Officials from government agencies involved in processing registry documents, property registration, clearances and licenses including mayor’s permits, building permits and sanitary permits were more likely to solicit bribes.
The survey showed that five percent or one out of 20 families that had at least one transaction with a government office claimed to have been asked for bribe or grease money.
Meanwhile, incidents where bribe was initiated were higher in families seeking basic social services compared to families transacting other services such as securing registry documents and licenses, accessing justice and paying taxes and duties, it was found.
According to the anti-graft office, one out of 20 families or 4.5 percent of families admitted giving bribes to avail of social services in 2013, which was slightly higher than the 4.1 percent in 2010.
“The social services listed in the survey include education, health care, social security, employment, livelihood and subsidies,” the Office of the Ombudsman said in a statement.
Usually, those who avail of these types of government social services belong to the lower income stratum, the survey report noted.
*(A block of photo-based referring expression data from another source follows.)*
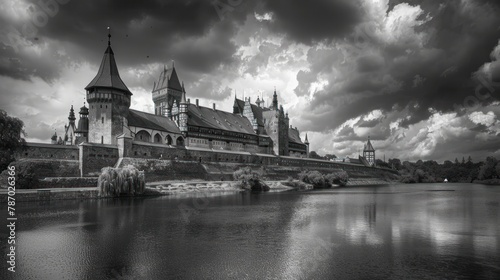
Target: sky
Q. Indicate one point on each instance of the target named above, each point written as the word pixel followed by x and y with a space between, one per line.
pixel 420 78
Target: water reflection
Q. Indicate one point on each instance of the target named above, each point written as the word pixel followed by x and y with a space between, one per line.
pixel 385 232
Bribes were supposedly given to get assurance that they will receive the services they need.
“Poor families do not only pay a higher price for corruption because of the basic services denied them due to government funds lost to corruption,” the Office of the Ombudsman lamented.
Meanwhile, there was a decrease in the number of families that gave “grease money” to avail of other government services.
For payment of taxes and duties, the figures went down from 6.1 percent in 2010 to 0.5 percent in 2013. For accessing justice, incidents also plunged from 9.9 percent to 2.3 percent, and for securing registry documents and licenses, from 10.3 percent to 2.1 percent.
“The report attributes the lower incidence of bribes to growing public intolerance toward corruption, as the citizenry is becoming more conscious of the ill-effects of corruption on individuals, especially the poor, and on the entire Philippine society,” the office said.
More families are also inclined to report bribery to authorities.
In 2010, 0.8 percent of families that gave in to solicited bribes reported the crime to proper officials. In 2013, the figure increased to 5.3 percent, including families that did not give bribes.
For those who did not report the incident, the most common reason was because they believed that the incident was not worth reporting or that the amount given was too small to bother with (59 percent). Other reasons were fear of reprisal (24 percent) and lack of time to report (21 percent).
The findings were part of the 2013 National Household Survey on Experience with Corruption in the Philippines, which was commissioned by the Office of the Ombudsman.
The survey involved 10,864 families.
The law punishes government officials and employees who directly or indirectly request or receive any gift, present, share, percentage or benefit, for himself or for any other person.
Penalties include imprisonment for not less than one year but not more than ten years, perpetual disqualification from public office, and confiscation or forfeiture of any prohibited interest and unexplained wealth manifestly out of proportion to his salary and other lawful income.